This work addresses the challenge of simultaneously respecting manifold constraints and accurately sampling from target distributions in high-dimensional spaces by proposing the U-turn chain method. The approach constructs a Markov chain through short forward–backward steps of a diffusion model, augmented with Metropolis–Hastings corrections to ensure asymptotic correctness. Theoretical analysis reveals an ergodicity-breaking phase transition in U-turn dynamics caused by fragmentation of the data manifold and uncovers a novel phenomenon: the relaxation order of features reverses with U-turn magnitude, wherein high-level features relax before low-level ones—a reversal observed for the first time. Experiments on synthetic language, natural language, and image data demonstrate that efficient mixing and this inversion effect emerge only when the injected noise is sufficiently large.

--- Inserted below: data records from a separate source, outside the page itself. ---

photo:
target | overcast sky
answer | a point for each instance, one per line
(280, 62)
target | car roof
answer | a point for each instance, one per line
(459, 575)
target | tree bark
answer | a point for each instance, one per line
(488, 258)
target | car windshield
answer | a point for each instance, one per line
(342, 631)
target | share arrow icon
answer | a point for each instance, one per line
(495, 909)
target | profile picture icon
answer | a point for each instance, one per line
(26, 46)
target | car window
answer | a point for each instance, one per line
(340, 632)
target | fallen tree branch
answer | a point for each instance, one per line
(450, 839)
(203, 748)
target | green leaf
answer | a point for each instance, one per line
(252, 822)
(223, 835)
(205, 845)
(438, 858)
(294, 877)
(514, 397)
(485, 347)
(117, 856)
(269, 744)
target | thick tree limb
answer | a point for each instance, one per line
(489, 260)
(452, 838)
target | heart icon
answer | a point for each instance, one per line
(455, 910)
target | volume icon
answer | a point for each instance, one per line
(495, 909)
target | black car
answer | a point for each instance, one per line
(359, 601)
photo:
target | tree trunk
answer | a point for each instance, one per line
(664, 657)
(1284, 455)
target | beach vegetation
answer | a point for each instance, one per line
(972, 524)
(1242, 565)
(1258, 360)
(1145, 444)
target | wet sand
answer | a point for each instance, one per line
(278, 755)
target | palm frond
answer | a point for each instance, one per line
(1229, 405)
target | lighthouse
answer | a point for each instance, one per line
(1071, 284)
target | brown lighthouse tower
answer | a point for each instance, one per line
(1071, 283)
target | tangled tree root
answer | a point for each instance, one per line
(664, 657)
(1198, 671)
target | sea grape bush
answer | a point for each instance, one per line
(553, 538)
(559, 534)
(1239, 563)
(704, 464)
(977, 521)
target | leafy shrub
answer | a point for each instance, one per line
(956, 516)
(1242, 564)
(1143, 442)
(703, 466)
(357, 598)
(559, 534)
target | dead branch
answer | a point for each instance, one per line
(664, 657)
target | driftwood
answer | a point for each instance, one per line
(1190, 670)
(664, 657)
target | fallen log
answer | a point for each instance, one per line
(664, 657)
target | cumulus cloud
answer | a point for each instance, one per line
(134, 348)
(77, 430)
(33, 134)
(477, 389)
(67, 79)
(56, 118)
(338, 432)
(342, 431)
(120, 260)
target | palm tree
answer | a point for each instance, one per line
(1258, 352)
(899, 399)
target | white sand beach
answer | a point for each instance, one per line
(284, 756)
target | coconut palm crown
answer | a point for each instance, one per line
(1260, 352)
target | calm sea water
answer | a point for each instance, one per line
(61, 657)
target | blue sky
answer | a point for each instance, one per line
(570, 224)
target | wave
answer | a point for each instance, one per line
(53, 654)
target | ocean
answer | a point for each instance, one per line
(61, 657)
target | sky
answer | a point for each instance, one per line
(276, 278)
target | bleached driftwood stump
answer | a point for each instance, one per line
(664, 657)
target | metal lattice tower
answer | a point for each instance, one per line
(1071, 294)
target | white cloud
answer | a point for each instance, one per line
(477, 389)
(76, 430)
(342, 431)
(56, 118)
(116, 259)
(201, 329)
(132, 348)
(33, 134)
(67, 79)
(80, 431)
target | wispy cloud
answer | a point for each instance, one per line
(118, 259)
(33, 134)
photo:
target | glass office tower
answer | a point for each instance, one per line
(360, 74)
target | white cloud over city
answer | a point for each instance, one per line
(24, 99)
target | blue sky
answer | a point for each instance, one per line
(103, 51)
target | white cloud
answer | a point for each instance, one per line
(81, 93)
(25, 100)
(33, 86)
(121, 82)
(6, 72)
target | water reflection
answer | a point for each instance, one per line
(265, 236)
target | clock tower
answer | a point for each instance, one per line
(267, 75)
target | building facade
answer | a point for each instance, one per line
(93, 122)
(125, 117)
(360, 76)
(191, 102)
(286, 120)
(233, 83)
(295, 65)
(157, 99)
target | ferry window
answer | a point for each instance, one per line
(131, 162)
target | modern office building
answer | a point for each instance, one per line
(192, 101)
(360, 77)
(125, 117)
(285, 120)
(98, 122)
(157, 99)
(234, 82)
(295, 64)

Sampling from learned high-dimensional distributions is a foundational computational problem. We introduce U-turn chains: Markov chains obtained by iterating short forward-backward steps of a diffusion model, in which each step proposes a move that remains on the learned data manifold and, paired with a Metropolis-Hastings correction, samples from energy-modified targets. For synthetic languages, we show that minimal U-turn dynamics undergoes an ergodicity-breaking phase transition driven by fragmentation of the data manifold; ergodicity is restored at larger U-turn magnitude. In the non-ergodic regime, low-level features relax faster than high-level ones, an ordering that inverts only at sufficiently large U-turn magnitude. We test these predictions on natural language and natural images. In both modalities, minimal U-turns relax slowly, especially for high-level features approximated by deep representations in CNNs or LLMs. The layer-ordering inversion appears only at large noise when mixing is efficient -- signatures consistent with strongly constrained, weakly mixing local dynamics. We discuss the implications of these results for sampling with diffusion models.